I wasn’t aware of keeping the Empyrean spirit on a leash, but as soon as I tear open the gates, I realize that’s what we’ve done. It’s unconscious because Darwin’s kept it penned for so long, the spirit slumbers until he’s threatened. It doesn’t fight its cage.

I hate the idea of keeping this part of us imprisoned. I’ll find ways to let it out in future. It deserves freedom, too. Maybe in Faery? I picture it for a moment, soaring into those summer skies.

PLEASING.

A smile stretches my lips even as a fountain of flame pours out of my chest. The image in my mind’s eye firms, huge wings stretching out to grab the air, a strong tail lashing the clouds behind us, sinewy arms and legs with curving claws to rend our enemies, an armored hide they’ll never pierce.

A dragon of neon white light bursts out of my chest.

Spikes of pale fire snap off the dragon’s beating wings, splashing against the edges of the dome. It grows as it pulls free of my small, mortal frame. The wings spread until they brush Gabe’s water-ward, fifteen meters across, wider than the feasting hall where we’ve been having those dismal family dinners. Its head rears until its spiked crest brushes the top of the dome. It cranes its neck to stare down at Klotho with gouts of blue flame that see everything and nothing.

The fae scream and edge away from the dragon, cowering when they realize they have nowhere to go.

Klotho doesn’t scream. She’s fighting her way through my husbands’ flame strike, burning and healing as she struggles forward a step at a time, flesh and spider fur spilling off her body like a mummy’s wrappings unraveling.

“THIS FLEA HAS A BITE,” the dragon says, in a voice that cracks every cobblestone underfoot.
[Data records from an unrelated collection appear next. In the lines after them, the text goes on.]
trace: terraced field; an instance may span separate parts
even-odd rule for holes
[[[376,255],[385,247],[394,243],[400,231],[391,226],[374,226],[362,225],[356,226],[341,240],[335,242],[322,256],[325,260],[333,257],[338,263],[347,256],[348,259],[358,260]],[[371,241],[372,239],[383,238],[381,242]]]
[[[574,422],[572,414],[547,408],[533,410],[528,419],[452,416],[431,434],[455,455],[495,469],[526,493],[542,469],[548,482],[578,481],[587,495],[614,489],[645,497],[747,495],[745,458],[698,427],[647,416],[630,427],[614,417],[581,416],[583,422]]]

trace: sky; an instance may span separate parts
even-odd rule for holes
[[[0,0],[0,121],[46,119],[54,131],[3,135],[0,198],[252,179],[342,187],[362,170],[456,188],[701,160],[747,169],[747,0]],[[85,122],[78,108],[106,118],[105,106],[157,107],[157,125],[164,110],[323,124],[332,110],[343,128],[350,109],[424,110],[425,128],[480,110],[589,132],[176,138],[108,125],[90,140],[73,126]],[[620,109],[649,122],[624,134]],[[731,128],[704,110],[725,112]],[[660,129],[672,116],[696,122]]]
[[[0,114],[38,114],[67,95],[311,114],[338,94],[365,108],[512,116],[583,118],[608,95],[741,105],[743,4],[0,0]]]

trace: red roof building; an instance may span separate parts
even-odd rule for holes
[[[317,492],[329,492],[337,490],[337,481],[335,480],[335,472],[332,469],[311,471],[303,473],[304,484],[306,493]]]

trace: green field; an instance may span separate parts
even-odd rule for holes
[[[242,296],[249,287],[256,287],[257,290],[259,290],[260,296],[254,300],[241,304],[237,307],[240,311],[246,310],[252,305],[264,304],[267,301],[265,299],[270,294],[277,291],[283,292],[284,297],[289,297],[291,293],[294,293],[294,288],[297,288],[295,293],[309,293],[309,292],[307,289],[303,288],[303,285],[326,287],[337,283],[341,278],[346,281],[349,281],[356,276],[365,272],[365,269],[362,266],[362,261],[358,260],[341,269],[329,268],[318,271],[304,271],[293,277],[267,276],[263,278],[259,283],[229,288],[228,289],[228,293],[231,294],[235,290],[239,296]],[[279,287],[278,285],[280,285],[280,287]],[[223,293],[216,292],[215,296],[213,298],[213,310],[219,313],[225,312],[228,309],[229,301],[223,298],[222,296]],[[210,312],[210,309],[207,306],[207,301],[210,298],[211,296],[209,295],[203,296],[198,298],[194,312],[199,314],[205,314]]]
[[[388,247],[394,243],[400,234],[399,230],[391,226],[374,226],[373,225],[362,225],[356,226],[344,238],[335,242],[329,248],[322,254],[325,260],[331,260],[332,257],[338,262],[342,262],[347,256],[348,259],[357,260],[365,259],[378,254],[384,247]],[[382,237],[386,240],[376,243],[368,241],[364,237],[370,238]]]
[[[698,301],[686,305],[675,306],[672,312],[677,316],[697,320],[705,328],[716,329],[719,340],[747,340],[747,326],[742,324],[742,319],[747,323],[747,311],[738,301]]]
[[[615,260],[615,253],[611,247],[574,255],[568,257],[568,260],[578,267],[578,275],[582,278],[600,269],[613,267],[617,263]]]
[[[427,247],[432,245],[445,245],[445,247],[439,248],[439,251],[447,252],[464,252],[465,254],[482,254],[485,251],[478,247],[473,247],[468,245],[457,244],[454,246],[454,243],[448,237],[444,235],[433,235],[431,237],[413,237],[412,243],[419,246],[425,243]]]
Then Klotho does scream. But only once as the dragon arches its neck and snaps her up in its jaws. Her legs splay out on either side of its maw, twitching wildly. Then the dragon tips its head back and gulps the Fate down.

In the ringing silence, the dragon belches.

The dragon turns, its haunches and tail somehow draggingthroughme. It circles once, then rears back and dives toward me. I lift my chin and pull my shoulders back, making as much room for it as I can.

The dragon plunges into my chest.

Warmth fills me as our Empyrean spirit returns to where it belongs, the heart of our quaternion. I won’t cage it again, but it has no desire to be free. It’s part of us.

It just needs walkies occasionally.

Chapter63

A Final Farewell

Since the worst seems over, Gabe and I lower our wards. The fae flood away from us like the dam holding them in has broken.

Cowards.

Time to deal with the loose ends.

As I walk toward them, Da tries to shift away, dragging his shattered leg.

I look down at him. He looks shrunken, reduced, but I know Da. He’ll regroup, then strike back. Because he’s a vicious bastard who never lets even the smallest slight go.